Weekly Column: Common Sense

***Common Sense***

This last week in Springfield has me thinking about common sense more and more. Democrats on the Judiciary Committee have run roughshod over what I believe are common sense solutions. It certainly seems that common sense isn’t so common, and I began to wonder how the term originated.

Common sense made its first appearance in the book De Anima (Of the Soul), written by famed Greek philosopher Aristotle in 350 B.C. He described common sense more as a sense of common things and also as the place where our consciousness comes from because, “it makes us aware of having sensations at all.”

Centuries later, the Romans shaded Aristotle’s idea of common sense in three ways. First, the Roman, “sensus communis,” represented widely accepted ideas that originate from our souls. Second, it referred to mankind’s natural intellectual capacity. Lastly, it was used to describe the public attitude or spirit.

Common sense continued to evolve over the centuries. It developed the definition it has today through the contribution of Thomas Reid. Reid was the founder of the “Scottish School of Common Sense”. Reid wrote, “If there are certain principles, as I think there are, which the constitution of our nature leads us to believe, and which we are under a necessity to take for granted in the common concerns of life, without being able to give a reason for them – these are what we call the principles of common sense; and what is manifestly contrary to them, is what we call absurd.”
Reid’s philosophy was a strong influence on many of our own Founding Fathers, including Thomas Jefferson and John Adams. It also had a significant impact on the father of modern capitalism, Adam Smith.

I agree with W. Somerset Maugham who wrote, “With a little common sense, a little patience, and a little sense of humour you can live well on this planet.” I was disappointed to witness how much common sense was lacking in votes taken by the House Judiciary Subcommittees and the Judiciary Criminal Committee last week.

The Sex Offenses and Sex Offender Registration Subcommittee voted down House Bill 4318. After a rapist gets out of prison they can move right next door to their victim. You read that correctly. There are no living restrictions for a convicted rapist when it comes to their victim. HB4318 established a 1 mile radius living restriction between a rapist and the victim.

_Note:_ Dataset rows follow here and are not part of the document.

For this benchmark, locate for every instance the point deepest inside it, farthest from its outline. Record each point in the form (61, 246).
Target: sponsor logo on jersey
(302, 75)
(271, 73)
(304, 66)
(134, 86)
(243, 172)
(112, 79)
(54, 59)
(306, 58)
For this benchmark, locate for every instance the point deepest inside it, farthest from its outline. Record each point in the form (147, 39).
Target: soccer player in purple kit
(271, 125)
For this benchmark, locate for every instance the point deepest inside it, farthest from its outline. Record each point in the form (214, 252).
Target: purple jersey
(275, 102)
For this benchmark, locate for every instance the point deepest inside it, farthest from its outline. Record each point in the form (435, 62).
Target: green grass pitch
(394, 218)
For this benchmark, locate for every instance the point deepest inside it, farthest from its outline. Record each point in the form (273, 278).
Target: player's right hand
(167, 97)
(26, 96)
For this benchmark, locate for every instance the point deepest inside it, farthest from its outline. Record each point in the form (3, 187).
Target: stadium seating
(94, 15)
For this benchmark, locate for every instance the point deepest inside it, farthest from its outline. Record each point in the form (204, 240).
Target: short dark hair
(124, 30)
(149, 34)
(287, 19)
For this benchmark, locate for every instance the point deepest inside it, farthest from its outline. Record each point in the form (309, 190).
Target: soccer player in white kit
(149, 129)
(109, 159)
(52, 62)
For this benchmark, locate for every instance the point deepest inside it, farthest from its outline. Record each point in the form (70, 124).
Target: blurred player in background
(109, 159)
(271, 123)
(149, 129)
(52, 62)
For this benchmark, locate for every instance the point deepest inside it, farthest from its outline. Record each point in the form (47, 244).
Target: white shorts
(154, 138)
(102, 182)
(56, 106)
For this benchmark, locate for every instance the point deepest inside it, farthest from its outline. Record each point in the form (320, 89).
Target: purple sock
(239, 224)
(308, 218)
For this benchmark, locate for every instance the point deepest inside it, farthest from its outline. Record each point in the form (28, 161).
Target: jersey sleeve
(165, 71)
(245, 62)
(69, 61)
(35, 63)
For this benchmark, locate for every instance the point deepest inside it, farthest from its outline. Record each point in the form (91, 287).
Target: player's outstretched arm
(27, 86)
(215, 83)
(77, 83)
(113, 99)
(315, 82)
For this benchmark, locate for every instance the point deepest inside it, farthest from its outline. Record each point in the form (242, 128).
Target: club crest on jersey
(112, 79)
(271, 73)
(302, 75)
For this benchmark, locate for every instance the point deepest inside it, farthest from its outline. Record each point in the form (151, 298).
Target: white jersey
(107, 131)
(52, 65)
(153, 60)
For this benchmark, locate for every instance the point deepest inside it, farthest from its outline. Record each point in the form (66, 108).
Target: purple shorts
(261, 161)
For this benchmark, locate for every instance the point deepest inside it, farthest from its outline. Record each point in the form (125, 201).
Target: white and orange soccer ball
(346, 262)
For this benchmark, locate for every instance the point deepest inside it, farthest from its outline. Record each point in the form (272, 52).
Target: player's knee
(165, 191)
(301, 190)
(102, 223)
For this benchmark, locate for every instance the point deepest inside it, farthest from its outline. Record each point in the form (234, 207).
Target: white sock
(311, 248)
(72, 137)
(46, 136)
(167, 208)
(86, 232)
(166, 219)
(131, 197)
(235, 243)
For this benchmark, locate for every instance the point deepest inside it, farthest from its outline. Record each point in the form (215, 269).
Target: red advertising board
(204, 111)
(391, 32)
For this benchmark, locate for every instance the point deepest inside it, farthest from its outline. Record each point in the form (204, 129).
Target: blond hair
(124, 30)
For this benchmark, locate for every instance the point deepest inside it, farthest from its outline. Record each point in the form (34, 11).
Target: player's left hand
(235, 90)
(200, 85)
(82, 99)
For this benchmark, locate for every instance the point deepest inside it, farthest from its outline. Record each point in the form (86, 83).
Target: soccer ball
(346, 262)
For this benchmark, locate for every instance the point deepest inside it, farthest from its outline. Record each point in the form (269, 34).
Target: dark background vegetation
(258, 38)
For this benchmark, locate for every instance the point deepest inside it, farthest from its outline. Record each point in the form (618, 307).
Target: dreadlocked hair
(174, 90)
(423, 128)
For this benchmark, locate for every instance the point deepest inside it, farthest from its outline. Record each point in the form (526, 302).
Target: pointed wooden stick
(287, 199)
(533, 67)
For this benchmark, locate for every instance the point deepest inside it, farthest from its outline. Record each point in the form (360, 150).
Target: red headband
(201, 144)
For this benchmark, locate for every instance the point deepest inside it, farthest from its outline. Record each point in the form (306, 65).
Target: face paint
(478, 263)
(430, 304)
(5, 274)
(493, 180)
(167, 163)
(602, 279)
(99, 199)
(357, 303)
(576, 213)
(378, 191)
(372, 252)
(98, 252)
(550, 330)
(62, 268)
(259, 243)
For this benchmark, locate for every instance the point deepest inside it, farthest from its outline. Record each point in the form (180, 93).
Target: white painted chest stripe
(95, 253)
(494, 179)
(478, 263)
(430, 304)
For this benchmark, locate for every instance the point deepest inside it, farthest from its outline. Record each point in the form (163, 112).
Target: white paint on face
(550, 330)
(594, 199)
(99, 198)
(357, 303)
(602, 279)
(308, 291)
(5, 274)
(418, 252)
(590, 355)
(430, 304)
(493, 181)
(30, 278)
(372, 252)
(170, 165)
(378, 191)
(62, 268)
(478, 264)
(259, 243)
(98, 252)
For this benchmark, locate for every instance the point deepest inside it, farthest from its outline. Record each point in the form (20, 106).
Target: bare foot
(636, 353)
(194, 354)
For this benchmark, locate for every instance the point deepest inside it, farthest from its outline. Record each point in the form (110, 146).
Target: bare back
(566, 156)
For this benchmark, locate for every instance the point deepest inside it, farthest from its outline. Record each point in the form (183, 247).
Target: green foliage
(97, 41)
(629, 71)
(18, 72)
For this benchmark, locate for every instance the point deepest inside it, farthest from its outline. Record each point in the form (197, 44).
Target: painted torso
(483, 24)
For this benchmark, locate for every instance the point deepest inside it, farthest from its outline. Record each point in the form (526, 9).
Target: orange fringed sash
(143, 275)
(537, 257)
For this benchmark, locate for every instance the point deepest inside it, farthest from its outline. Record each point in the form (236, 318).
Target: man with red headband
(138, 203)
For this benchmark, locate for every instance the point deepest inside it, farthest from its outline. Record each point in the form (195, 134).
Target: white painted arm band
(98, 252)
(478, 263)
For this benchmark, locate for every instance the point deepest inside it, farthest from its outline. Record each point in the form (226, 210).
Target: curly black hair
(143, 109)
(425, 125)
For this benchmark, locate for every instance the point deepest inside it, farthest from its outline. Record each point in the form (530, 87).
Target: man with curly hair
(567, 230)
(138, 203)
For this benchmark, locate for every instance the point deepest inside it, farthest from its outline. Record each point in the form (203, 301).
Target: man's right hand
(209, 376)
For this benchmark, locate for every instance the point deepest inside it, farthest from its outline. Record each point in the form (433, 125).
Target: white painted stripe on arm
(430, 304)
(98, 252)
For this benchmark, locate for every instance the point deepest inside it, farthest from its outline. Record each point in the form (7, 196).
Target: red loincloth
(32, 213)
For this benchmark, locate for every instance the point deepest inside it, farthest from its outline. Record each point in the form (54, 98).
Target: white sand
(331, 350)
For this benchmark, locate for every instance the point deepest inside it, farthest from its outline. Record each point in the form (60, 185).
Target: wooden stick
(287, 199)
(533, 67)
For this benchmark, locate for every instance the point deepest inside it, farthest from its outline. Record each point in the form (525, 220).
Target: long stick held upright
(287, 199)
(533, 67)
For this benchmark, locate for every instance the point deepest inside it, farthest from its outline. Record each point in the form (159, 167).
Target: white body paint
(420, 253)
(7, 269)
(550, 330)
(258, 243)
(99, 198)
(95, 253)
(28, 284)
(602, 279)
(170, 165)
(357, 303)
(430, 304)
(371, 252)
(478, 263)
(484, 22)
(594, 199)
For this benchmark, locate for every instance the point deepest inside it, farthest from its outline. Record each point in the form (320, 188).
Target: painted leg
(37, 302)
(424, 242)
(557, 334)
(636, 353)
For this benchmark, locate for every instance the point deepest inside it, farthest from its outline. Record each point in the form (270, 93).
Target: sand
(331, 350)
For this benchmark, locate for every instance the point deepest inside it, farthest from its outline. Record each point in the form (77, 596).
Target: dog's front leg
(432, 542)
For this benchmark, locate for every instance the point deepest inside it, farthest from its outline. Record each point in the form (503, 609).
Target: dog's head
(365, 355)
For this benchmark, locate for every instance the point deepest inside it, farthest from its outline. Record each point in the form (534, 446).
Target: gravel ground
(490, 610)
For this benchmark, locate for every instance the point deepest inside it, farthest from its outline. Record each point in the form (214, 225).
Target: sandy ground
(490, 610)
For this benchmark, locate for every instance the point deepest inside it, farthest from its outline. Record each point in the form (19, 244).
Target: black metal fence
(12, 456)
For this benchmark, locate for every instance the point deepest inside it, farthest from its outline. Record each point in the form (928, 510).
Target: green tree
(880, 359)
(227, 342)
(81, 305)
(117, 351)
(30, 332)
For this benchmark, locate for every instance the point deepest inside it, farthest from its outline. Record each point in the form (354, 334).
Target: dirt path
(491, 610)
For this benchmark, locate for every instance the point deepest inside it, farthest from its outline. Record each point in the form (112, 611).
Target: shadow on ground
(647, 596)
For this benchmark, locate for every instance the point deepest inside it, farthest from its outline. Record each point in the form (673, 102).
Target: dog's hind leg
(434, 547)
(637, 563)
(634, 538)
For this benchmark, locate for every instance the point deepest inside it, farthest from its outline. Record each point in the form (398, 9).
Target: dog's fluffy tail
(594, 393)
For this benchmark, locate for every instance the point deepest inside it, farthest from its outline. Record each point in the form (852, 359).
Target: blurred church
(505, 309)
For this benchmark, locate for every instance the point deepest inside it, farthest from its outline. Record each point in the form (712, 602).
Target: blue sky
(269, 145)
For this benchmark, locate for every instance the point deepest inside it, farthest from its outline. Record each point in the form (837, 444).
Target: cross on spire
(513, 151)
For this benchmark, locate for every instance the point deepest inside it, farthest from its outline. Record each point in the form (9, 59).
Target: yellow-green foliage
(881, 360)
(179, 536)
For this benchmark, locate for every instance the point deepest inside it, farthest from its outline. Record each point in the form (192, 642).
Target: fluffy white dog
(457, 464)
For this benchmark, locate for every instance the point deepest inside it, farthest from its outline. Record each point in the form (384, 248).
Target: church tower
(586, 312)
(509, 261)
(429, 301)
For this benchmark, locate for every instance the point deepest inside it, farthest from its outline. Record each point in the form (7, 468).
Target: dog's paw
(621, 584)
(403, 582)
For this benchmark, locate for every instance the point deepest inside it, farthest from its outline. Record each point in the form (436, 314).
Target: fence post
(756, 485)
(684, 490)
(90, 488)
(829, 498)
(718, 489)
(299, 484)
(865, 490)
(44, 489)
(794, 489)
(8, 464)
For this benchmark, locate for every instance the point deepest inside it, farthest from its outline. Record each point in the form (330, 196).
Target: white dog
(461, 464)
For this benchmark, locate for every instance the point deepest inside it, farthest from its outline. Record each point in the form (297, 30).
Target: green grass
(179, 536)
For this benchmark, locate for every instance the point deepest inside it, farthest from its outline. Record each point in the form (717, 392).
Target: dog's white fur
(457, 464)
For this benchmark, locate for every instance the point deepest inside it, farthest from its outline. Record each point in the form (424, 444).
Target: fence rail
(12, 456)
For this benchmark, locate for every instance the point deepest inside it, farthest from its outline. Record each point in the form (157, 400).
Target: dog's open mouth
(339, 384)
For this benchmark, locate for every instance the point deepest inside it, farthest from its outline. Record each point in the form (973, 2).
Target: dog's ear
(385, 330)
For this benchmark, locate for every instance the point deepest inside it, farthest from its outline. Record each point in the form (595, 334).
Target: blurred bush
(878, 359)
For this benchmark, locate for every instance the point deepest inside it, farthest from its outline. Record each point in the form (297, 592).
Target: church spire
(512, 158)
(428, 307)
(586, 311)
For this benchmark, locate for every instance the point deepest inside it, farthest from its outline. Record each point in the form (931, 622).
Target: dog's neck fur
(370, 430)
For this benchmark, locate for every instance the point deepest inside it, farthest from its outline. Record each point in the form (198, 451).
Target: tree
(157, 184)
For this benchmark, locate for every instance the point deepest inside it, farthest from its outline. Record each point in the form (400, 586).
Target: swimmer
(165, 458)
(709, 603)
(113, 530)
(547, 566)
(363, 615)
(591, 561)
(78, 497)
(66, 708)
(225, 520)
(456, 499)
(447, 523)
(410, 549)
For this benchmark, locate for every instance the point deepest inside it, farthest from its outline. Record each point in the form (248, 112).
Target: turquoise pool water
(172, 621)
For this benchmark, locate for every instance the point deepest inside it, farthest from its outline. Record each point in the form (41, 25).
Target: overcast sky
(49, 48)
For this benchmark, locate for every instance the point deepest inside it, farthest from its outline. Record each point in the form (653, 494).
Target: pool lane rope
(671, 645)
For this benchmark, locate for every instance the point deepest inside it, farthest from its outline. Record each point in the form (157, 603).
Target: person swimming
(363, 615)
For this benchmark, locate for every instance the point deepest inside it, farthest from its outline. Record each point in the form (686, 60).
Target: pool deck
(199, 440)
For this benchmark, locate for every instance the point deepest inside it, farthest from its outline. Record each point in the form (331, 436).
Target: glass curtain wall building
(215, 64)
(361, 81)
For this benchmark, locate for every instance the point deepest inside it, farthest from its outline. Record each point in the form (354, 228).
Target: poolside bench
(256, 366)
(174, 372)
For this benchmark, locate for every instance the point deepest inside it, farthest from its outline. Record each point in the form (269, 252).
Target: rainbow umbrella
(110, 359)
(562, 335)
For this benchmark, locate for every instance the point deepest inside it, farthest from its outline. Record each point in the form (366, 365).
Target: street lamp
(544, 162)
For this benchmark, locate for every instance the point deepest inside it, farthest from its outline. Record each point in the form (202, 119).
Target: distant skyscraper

A registered sex offender cannot live within 500 feet of a school. Surely it is reasonable to protect rape victims from living next door to their rapist. The Subcommittee Democrats argued that rapists do not need any additional restrictions after being released from prison.

The Judiciary Criminal Committee voted down House Bill 4586. As I have written before, HB4586 extended the same protections to Illinois DCFS employees that DHS workers, corrections officers, police officers, fire fighters, and other first responders have under current law. We filed this bill in response to the horrific and brutal attack on DCFS investigator Pamela Knight in September of last year.

Pamela Knight’s family issued a statement in response to the vote. Her daughter, Jennifer Hollenback wrote, “Speaking for myself as a lifelong democrat, I understand that enhancing criminal penalties doesn’t always deter crime. I don’t believe that philosophy applies to this bill. We are not talking about mandatory minimums. We are talking about legislation that protects social workers working in some capacity for the state of Illinois… I am devastated by the vote cast by the democrats, in the Judicial Criminal Committee. We are supposed to be advocates for social issues. We are supposed to be a party for the people. How can we ask child welfare workers to keep children safe, if we can’t keep our child welfare workers safe?”

To Jennifer, her family, and to DCFS workers across the state of Illinois, I say, I will not give up the fight. We cannot let this injustice happen to other families.

Massachusetts Governor Deval Patrick said, “We have drained common sense out of our politics. The more we focus on tactics and games, the more good people check out and give up.” I agree. We need common sense. We need to put partisanship aside and get things done for Illinois. My sincere hope is that my colleagues across the aisle start by reconsidering their votes on HB4318 and HB4586.